Nice to see someone writing about Spaggiari. He was a complicated man - very right wing, a neo-fascist essentially, who fought in the 1968 Paris riots with left wing students against the police because he hated President De Gaulle so much.

Here's a link to a detailed history of the Nice heist:

http://www.brightreview.co.uk/ARTICLE-Sewer-Rats.html

John Craig said...

Anonymous --
Just finished the article, it's excellent, thank you. I remember reading the NY Times Magazine article about the heist back in 1976; they said that as Spaggiari rode off on the back of his friend's motorcycle he turned around and gave the judge the finger; the account you linked to said that he said "au revoir." (I think I prefer the Times version of that particular part of the story.)

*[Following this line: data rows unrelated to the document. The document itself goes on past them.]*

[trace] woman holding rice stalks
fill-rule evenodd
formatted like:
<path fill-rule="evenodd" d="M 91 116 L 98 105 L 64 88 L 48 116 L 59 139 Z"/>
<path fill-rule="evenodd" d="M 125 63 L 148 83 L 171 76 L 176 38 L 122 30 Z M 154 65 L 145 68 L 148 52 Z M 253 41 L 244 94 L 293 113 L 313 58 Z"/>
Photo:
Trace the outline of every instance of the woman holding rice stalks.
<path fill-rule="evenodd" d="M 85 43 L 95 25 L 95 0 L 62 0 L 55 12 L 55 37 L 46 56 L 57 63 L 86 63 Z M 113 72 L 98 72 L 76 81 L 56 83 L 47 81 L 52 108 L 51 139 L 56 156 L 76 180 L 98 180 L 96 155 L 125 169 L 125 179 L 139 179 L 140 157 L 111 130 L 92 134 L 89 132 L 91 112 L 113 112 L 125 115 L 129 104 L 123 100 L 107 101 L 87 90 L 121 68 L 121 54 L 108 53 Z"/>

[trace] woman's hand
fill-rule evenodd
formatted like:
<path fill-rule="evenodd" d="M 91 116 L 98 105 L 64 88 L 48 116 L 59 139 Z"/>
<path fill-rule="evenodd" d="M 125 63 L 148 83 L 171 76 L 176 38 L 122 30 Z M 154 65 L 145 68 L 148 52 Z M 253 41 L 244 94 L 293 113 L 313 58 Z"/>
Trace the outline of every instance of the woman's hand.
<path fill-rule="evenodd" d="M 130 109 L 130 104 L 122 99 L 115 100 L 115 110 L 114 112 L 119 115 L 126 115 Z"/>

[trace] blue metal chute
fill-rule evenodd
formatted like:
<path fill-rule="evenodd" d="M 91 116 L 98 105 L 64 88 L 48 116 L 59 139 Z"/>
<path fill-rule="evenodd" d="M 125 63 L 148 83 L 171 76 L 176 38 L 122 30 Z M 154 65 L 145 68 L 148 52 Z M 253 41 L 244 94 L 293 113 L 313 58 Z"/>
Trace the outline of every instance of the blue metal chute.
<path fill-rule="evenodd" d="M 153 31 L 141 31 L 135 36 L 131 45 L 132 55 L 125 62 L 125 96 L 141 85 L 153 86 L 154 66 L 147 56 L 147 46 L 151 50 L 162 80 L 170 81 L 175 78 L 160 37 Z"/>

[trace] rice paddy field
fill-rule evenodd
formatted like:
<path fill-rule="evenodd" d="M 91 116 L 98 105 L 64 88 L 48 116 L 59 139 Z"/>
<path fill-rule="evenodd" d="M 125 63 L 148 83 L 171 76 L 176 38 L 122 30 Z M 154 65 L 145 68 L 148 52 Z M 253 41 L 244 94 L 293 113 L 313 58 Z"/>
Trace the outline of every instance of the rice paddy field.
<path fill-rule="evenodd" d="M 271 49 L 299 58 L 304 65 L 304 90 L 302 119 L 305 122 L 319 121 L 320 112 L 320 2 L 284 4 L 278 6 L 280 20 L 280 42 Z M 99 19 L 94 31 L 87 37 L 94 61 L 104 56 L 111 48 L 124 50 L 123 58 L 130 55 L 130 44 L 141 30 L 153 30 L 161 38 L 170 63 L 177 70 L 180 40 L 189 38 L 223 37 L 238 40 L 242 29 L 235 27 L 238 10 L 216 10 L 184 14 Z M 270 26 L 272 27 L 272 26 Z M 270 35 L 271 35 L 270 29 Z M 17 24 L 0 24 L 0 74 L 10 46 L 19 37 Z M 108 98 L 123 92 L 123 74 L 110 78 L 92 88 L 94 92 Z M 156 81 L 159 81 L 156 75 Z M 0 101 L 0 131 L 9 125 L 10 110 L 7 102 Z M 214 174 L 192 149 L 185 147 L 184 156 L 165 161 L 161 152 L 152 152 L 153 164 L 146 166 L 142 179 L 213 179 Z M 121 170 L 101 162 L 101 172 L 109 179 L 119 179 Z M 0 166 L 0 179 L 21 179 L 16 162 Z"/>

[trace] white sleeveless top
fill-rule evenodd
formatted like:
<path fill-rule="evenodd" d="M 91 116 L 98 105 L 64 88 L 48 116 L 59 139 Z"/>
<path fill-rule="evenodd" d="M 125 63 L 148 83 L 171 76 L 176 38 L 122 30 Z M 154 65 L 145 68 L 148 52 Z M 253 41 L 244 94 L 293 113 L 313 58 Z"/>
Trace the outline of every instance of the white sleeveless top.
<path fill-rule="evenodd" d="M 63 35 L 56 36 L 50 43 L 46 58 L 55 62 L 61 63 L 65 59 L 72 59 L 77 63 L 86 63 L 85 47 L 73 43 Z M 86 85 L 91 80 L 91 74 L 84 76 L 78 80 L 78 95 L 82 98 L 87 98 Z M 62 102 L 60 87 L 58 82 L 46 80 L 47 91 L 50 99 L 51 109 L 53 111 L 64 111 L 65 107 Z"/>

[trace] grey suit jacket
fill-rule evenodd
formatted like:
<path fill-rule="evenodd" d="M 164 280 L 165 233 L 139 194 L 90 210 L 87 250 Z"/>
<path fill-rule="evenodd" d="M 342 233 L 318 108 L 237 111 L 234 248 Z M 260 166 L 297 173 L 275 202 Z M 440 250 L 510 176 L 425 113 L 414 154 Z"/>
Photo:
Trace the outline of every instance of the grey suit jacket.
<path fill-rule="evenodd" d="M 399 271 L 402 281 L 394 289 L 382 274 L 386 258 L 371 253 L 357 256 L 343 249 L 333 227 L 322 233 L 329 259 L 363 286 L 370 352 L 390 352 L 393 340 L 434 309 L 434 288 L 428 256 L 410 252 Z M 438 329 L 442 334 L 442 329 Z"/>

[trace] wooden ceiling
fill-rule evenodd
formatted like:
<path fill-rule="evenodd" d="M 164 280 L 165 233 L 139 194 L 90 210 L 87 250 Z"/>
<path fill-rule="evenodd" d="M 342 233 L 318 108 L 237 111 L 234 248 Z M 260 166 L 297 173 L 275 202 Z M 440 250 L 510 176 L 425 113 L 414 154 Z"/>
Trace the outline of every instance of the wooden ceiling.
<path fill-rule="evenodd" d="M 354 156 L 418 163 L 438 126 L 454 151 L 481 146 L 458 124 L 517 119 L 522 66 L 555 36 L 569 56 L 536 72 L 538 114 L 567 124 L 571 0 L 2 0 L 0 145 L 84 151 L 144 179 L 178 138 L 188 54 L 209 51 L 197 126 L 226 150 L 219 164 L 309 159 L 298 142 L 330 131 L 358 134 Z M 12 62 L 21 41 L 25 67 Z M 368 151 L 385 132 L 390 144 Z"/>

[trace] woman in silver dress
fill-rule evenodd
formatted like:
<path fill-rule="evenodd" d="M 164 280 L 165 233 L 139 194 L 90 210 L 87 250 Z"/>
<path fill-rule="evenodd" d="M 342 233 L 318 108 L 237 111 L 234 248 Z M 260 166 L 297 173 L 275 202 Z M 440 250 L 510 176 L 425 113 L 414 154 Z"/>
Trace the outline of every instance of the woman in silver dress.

By the way, if browse around this blog a bit, you'll see that Spaggiari's right wing leanings wouldn't disqualify him from being the coolest thief ever in my book.

Anonymous said...

Very interesting post. Spaggiari looks like very much like someone that I know (who is now in his late 50's). Their physical resemblance is uncanny.

-birdie

John Craig said...

Thank you Birdie. Coincidentally, my son and I were just talking about Spaggiari today. The ultimate cool guy.